The Badness of Ballydog by Garrett Carr
Publisher: Simon & Schuster
Released: September 7th 2009
My Rating: 4 stars out of 5
Something is coming...something big. May knows it, but no one will listen to her. She is an outcast due to her odd ways and freakish ability with animals. Andrew knows it, but he has his position as gang leader to maintain. Ewan knows it, but what can he do? The sea creature is the biggest living thing on the face of the earth. And it won't stop until it has destroyed Ballydog. Can three teenagers save the baddest town in the world from its fate? Is it even worth saving? (from Amazon)
The Badness of Ballydog focuses on three young teenagers and their lives in the small town of Ballydog. The book begins with Ewan moving to Ballydog from Northern Ireland as part of the witness protection program. He doesn’t fit in with his classmates at school, but he’s not the only one. May can speak to animals, and they’ve been telling her something bad is coming to town. But with everyone she knows thinking she’s “soft in the head” who will believe her? Andrew has been having nightmares, and finds himself drawing ominous pictures of a monstrous creature he’s never seen before, except in his dreams. Even his gang members have started to question his odd behaviour. Is Ballydog really in danger? And if so, what can these three kids do about it?
The Badness of Ballydog is a page-turning read full of adventure and action. The description allows you to picture everything clearly in your head like a movie, and it’s almost as if you’re right there in Ballydog with the characters. Though some of the language takes a bit of getting used to, it really adds to the setting and helps make the characters seem realistic and current. I liked how each character was introduced separately, with separate focus on each person’s back-story. One thing I wish we knew more about was Ewan’s father and why the family were forced to move, but I’m sure more will be revealed about this in the sequel, Lost Dogs.
My favourite part was the introduction of Alexander Bam Brilski Teodors, aka The Hunter.
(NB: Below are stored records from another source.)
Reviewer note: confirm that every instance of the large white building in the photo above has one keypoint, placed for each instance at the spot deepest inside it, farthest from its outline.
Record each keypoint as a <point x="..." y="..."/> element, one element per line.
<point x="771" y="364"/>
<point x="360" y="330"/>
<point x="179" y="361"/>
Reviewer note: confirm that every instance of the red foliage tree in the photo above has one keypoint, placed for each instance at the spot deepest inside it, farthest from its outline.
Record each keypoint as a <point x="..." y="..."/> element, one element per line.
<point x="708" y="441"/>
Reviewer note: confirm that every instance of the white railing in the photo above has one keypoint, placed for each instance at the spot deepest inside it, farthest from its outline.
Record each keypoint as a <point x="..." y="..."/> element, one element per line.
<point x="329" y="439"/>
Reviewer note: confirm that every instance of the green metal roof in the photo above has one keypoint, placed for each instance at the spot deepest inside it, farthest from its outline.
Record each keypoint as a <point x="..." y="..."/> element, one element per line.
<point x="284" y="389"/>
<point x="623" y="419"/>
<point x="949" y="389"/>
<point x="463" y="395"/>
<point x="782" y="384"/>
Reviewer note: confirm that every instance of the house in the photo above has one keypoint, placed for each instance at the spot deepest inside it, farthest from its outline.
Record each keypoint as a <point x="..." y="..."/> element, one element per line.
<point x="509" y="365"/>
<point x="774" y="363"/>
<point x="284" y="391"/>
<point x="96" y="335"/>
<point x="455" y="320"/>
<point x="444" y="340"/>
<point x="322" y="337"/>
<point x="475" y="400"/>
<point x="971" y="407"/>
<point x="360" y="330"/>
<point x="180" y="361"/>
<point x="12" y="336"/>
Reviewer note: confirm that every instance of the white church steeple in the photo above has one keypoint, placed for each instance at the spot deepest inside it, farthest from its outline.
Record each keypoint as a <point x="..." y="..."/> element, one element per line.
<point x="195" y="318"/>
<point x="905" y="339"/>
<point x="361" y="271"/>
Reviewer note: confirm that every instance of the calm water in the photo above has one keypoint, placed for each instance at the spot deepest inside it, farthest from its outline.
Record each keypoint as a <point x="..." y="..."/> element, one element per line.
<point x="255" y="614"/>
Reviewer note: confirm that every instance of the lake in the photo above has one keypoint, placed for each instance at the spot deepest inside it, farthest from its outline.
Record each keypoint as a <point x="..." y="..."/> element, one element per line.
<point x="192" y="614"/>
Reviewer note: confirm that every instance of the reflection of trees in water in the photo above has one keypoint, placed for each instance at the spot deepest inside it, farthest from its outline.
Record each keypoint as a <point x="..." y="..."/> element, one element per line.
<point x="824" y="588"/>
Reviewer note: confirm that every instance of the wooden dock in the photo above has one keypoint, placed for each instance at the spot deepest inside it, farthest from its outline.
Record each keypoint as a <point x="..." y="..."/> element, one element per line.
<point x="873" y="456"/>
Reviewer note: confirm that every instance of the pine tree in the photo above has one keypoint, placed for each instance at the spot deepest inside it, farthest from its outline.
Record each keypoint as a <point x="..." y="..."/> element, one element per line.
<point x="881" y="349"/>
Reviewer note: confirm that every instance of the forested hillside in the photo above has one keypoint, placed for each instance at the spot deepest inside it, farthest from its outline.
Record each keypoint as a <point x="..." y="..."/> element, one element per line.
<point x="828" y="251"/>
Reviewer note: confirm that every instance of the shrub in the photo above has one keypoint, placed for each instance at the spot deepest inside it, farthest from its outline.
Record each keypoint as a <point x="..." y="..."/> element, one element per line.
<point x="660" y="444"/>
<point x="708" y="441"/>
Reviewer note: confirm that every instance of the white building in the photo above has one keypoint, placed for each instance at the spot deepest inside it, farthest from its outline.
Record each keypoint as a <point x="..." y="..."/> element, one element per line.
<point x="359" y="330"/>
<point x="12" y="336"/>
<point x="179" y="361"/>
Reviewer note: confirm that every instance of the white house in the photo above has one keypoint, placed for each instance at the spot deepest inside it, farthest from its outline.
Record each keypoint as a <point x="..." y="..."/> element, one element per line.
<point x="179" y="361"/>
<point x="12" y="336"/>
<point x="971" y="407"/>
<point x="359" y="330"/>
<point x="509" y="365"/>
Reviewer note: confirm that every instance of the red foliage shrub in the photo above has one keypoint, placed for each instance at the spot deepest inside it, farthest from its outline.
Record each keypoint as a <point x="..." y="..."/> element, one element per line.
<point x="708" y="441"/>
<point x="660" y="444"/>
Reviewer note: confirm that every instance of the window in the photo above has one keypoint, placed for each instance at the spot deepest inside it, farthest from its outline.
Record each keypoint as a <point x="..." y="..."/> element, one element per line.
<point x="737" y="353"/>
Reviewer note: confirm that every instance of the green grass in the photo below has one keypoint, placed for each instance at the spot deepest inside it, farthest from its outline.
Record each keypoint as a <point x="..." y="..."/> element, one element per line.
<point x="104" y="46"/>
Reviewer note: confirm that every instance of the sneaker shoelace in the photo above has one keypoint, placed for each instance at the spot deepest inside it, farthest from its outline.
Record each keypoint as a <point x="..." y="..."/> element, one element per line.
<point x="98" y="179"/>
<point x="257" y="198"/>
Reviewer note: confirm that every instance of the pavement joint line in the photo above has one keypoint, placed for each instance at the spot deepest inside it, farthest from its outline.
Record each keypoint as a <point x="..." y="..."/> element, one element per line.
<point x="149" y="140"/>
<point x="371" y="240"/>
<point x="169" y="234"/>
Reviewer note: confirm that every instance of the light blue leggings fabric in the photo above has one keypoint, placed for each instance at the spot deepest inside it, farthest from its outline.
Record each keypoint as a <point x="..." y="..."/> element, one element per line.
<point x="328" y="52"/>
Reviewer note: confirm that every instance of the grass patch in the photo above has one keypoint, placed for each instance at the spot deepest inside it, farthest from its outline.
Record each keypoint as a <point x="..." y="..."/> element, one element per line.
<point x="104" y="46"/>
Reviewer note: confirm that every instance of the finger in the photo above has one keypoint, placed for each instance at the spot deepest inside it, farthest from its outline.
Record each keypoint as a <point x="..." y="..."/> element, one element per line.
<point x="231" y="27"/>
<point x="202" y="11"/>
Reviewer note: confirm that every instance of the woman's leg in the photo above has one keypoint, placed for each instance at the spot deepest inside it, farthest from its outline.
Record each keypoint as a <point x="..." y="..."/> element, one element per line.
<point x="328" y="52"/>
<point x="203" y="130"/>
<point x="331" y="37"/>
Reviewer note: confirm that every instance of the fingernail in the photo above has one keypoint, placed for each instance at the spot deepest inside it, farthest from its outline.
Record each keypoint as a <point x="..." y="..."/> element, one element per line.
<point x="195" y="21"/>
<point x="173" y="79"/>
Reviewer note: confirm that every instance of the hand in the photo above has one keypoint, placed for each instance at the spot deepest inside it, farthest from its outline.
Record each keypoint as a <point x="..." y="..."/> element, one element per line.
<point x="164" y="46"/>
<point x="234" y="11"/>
He was funny and witty and the three teenagers just didn’t know what to make of him. I also liked the seeing the friendship develop between Andrew and Ewan and May. The Badness of Ballydog is a book full of wit, suspense and great one-liners, and is based on an interesting and original concept. There are quite a few sort sentences, so the writing can seem a little choppy at times, but I thought it was a very engaging novel.
In conclusion, I enjoyed The Badness of Ballydog and would recommend it for ages 8-12 and younger teens. I look forward to read the next book in the series.